Das Problem, so Lisa Hempel, liege auch darin, dass Frauen meist nicht als Täterinnen wahrgenommen bzw. ernst genommen werden. Dadurch werden Haltungen, die rechtsextreme Frauen propagieren, schnell gesellschaftsfähig.

 

Die Arbeit der Fachstelle im LidiceHaus setzt an diesen Punkten aktiv an und sensibilisiert mit Vorträgen und Seminaren, die sich besonders an Multiplikatorinnen und Multiplikatoren richten, für diese Themen und versucht, diesen Entwicklungen entgegenzuwirken.

 

Dieser Vortrag war gut in die Debatte eingebettet, die in der Kommission bereits seit einer Weile geführt wird und bei dieser Herbstsitzung in der Entwicklung eines Positionspapiers mündete. Ziel des Papiers ist es, eine Debatte im Arbeitskreis deutscher Bildungsstätten darüber anzustoßen bzw. weiterzuführen, wo Grenzen der politischen Bildung sind, wie eine Positionierung gegenüber rechten Parteien und Organisationen aussehen kann, aber auch, wie sich politische Bildung gegenüber anderen Professionen besser profilieren kann.

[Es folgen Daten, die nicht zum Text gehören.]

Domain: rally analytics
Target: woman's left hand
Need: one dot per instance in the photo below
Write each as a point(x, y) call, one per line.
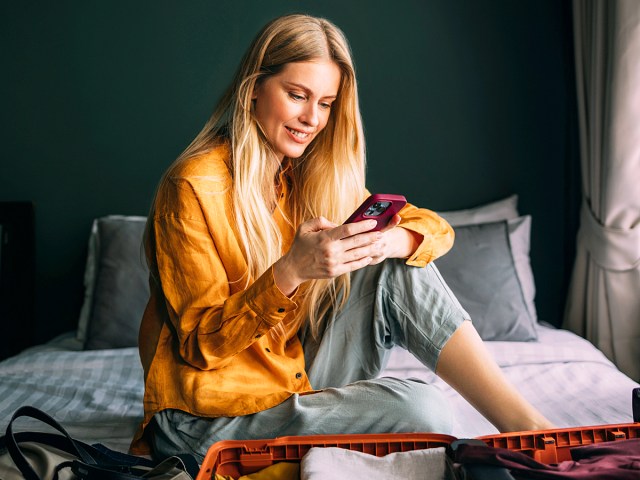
point(395, 242)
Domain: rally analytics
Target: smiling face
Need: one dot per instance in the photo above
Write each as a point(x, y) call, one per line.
point(293, 106)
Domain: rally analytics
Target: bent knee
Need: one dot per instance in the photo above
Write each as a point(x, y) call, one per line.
point(420, 407)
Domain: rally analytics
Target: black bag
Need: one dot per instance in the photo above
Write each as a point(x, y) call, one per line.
point(50, 456)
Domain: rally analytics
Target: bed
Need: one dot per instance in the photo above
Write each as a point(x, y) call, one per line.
point(90, 379)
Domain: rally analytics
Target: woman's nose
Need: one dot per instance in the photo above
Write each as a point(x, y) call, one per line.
point(310, 115)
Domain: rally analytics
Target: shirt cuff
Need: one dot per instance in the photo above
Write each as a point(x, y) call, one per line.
point(266, 299)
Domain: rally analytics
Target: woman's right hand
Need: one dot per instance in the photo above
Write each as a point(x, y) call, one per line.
point(322, 249)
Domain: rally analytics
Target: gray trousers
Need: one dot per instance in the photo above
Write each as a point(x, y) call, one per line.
point(390, 304)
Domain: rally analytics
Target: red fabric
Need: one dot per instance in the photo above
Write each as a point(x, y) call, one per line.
point(603, 461)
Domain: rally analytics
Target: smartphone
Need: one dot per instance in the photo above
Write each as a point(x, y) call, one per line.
point(380, 207)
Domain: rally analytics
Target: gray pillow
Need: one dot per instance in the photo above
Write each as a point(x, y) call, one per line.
point(504, 209)
point(116, 284)
point(481, 271)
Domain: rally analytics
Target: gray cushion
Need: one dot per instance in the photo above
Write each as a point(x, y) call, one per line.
point(504, 209)
point(116, 283)
point(481, 271)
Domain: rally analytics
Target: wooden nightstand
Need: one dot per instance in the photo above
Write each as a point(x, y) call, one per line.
point(17, 276)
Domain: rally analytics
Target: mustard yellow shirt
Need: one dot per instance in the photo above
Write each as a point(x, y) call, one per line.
point(202, 338)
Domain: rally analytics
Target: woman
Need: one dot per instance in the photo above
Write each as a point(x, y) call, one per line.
point(268, 317)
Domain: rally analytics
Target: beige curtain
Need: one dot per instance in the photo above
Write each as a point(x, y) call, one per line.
point(603, 304)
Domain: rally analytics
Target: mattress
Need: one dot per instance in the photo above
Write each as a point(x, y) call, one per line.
point(97, 394)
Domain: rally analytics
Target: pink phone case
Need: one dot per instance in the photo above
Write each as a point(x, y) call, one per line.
point(380, 207)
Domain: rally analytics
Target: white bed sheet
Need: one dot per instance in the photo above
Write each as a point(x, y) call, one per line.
point(563, 375)
point(97, 395)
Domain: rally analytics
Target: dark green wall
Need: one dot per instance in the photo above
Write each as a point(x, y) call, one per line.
point(463, 101)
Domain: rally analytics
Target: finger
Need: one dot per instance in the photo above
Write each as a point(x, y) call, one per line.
point(317, 225)
point(351, 229)
point(393, 223)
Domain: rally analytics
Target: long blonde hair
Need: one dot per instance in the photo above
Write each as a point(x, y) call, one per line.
point(328, 179)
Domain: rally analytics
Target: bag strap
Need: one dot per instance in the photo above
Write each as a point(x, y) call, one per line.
point(93, 461)
point(65, 442)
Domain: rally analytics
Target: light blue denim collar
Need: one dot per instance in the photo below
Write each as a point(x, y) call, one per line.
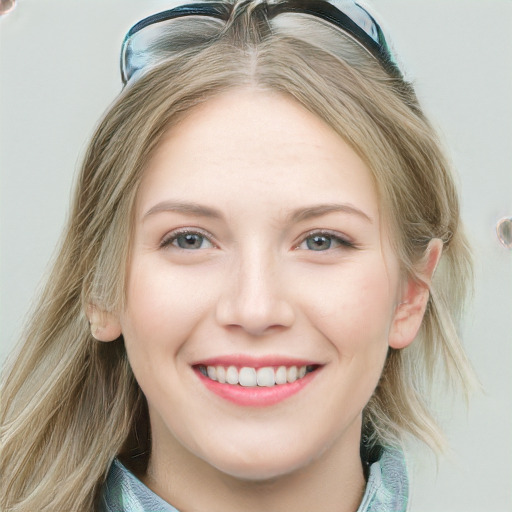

Für die klare Positionierung gegen Rechts, so der allgemeine Tenor, wird sich die Kommission an den Grundrechten und am Referenzrahmen der Menschenrechtsbildung orientieren.

 

Eine Profilierung gegenüber anderen Professionen sieht die Kommission als notwendig an, da dies die politischen Bildner/-innen zwingt, ihr eigenes Profil unter die Lupe zu nehmen und zu schärfen und damit gleichzeitig auch eine bessere interdisziplinäre Zusammenarbeit mit den angrenzen Feldern der Arbeit zu schaffen.

 

Die sehr vielversprechenden und fruchtbaren zwei Tage gingen viel zu schnell vorbei, um die angestoßenen Diskussionen zu Ende zu führen. Ziel ist es jedoch, bis zu den Frühjahrssitzungen aller AdB-Fachkommissionen eine Diskussionsgrundlage für den Verband zu erstellen.